You are viewing a plain text version of this content. The canonical link for it is here.
Posted to user@spark.apache.org by Sachit Murarka <co...@gmail.com> on 2019/06/25 11:42:28 UTC

Implementing Upsert logic Through Streaming

Hi All,

I will get records continously in text file form(Streaming). It will have
timestamp as field also.

Target is Oracle Database.

My Goal is to maintain latest record for a key in Oracle. Could you please
suggest how this can be implemented efficiently?

Kind Regards,
Sachit Murarka

Re: Implementing Upsert logic Through Streaming

Posted by Chris Teoh <ch...@gmail.com>.
Use a windowing function to get the "latest" version of the records from
your incoming dataset and then update Oracle with the values, presumably
via a JDBC connector.

I hope that helps.

On Mon, 1 Jul 2019 at 14:04, Sachit Murarka <co...@gmail.com> wrote:

> Hi Chris,
>
> I have to make sure my DB has updated value for any record at a given
> point of time.
> Say following is data.
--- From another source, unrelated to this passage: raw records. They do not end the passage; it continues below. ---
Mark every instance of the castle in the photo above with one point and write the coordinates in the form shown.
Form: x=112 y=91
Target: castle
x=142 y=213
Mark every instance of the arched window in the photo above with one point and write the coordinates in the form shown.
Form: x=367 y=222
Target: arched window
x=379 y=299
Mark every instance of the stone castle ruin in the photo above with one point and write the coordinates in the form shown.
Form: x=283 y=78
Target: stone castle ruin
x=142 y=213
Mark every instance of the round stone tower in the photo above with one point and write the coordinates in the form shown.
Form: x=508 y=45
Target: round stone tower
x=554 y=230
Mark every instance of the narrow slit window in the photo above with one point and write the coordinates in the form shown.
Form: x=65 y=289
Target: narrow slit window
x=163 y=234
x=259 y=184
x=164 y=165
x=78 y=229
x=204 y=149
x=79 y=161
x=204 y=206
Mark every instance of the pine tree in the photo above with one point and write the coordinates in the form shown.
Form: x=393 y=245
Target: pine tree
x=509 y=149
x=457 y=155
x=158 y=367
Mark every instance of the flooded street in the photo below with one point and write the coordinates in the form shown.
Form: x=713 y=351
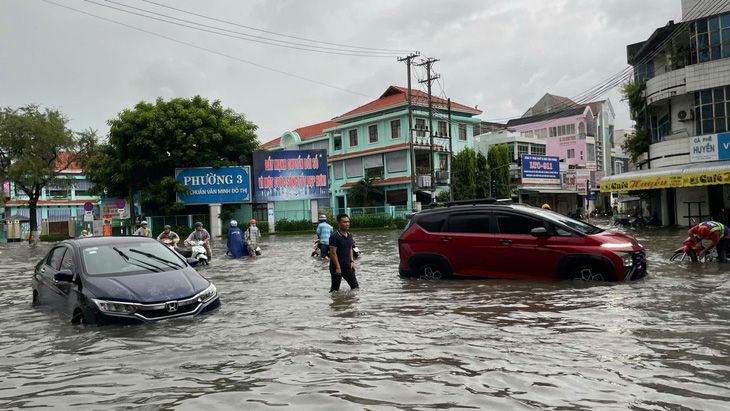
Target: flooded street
x=281 y=341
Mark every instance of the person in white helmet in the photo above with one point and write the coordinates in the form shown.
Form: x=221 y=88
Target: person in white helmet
x=324 y=230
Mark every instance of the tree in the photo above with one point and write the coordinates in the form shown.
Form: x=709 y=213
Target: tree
x=498 y=159
x=464 y=168
x=365 y=193
x=35 y=148
x=148 y=142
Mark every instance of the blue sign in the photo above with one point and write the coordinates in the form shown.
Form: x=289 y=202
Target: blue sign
x=290 y=175
x=210 y=185
x=543 y=170
x=723 y=146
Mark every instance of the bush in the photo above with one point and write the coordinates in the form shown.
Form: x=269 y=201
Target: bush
x=53 y=237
I have to take 4th row for EmpId 2.
> Also if any Emp details are already there in Oracle.  I have to update it
> with latest value in the stream.
>
> EmpId,  salary,  timestamp
> 1, 1000 , 1234
> 2, 2000, 2234
> 3, 2000,3234
> 2, 2100,4234
>
> Thanks
> Sachit
>
> On Mon, 1 Jul 2019, 01:46 Chris Teoh, <ch...@gmail.com> wrote:
>
>> Just thinking on this, if your needs can be addressed using batch instead
>> of streaming, I think this is a viable solution. Using a lambda
>> architecture approach seems like a possible solution.
>>
>> On Sun., 30 Jun. 2019, 9:54 am Chris Teoh, <ch...@gmail.com> wrote:
>>
>>> Not sure what your needs are here.
>>>
>>> If you can afford to wait, increase your micro batch windows to a long
>>> period of time, aggregate your data by key every micro batch and then apply
>>> those changes to the Oracle database.
>>>
>>> Since you're using text file to stream, there's no way to pre partition
>>> your stream. If you're using Kafka, you could partition by record key and
>>> do the summarisation that way before applying the changes to Oracle.
>>>
>>> I hope that helps.
>>>
>>> On Tue., 25 Jun. 2019, 9:43 pm Sachit Murarka, <co...@gmail.com>
>>> wrote:
>>>
>>>> Hi All,
>>>>
>>>> I will get records continously in text file form(Streaming). It will
>>>> have timestamp as field also.
>>>>
>>>> Target is Oracle Database.
>>>>
>>>> My Goal is to maintain latest record for a key in Oracle. Could you
>>>> please suggest how this can be implemented efficiently?
>>>>
>>>> Kind Regards,
>>>> Sachit Murarka
>>>>
>>>

-- 
Chris

Re: Implementing Upsert logic Through Streaming

Posted by Sachit Murarka <co...@gmail.com>.
Hi Chris,

I have to make sure my DB has updated value for any record at a given point
of time.
Say following is data. I have to take 4th row for EmpId 2.
Also if any Emp details are already there in Oracle.  I have to update it
with latest value in the stream.

EmpId,  salary,  timestamp
1, 1000 , 1234
2, 2000, 2234
3, 2000,3234
2, 2100,4234

Thanks
Sachit

On Mon, 1 Jul 2019, 01:46 Chris Teoh, <ch...@gmail.com> wrote:

> Just thinking on this, if your needs can be addressed using batch instead
> of streaming, I think this is a viable solution. Using a lambda
> architecture approach seems like a possible solution.
>
> On Sun., 30 Jun. 2019, 9:54 am Chris Teoh, <ch...@gmail.com> wrote:
>
>> Not sure what your needs are here.
>>
>> If you can afford to wait, increase your micro batch windows to a long
>> period of time, aggregate your data by key every micro batch and then apply
>> those changes to the Oracle database.
>>
>> Since you're using text file to stream, there's no way to pre partition
>> your stream. If you're using Kafka, you could partition by record key and
>> do the summarisation that way before applying the changes to Oracle.
>>
>> I hope that helps.
>>
>> On Tue., 25 Jun. 2019, 9:43 pm Sachit Murarka, <co...@gmail.com>
>> wrote:
>>
>>> Hi All,
>>>
>>> I will get records continously in text file form(Streaming). It will
>>> have timestamp as field also.
>>>
>>> Target is Oracle Database.
>>>
>>> My Goal is to maintain latest record for a key in Oracle. Could you
>>> please suggest how this can be implemented efficiently?
>>>
>>> Kind Regards,
>>> Sachit Murarka
>>>
>>

Re: Implementing Upsert logic Through Streaming

Posted by Chris Teoh <ch...@gmail.com>.
Just thinking on this, if your needs can be addressed using batch instead
of streaming, I think this is a viable solution. Using a lambda
architecture approach seems like a possible solution.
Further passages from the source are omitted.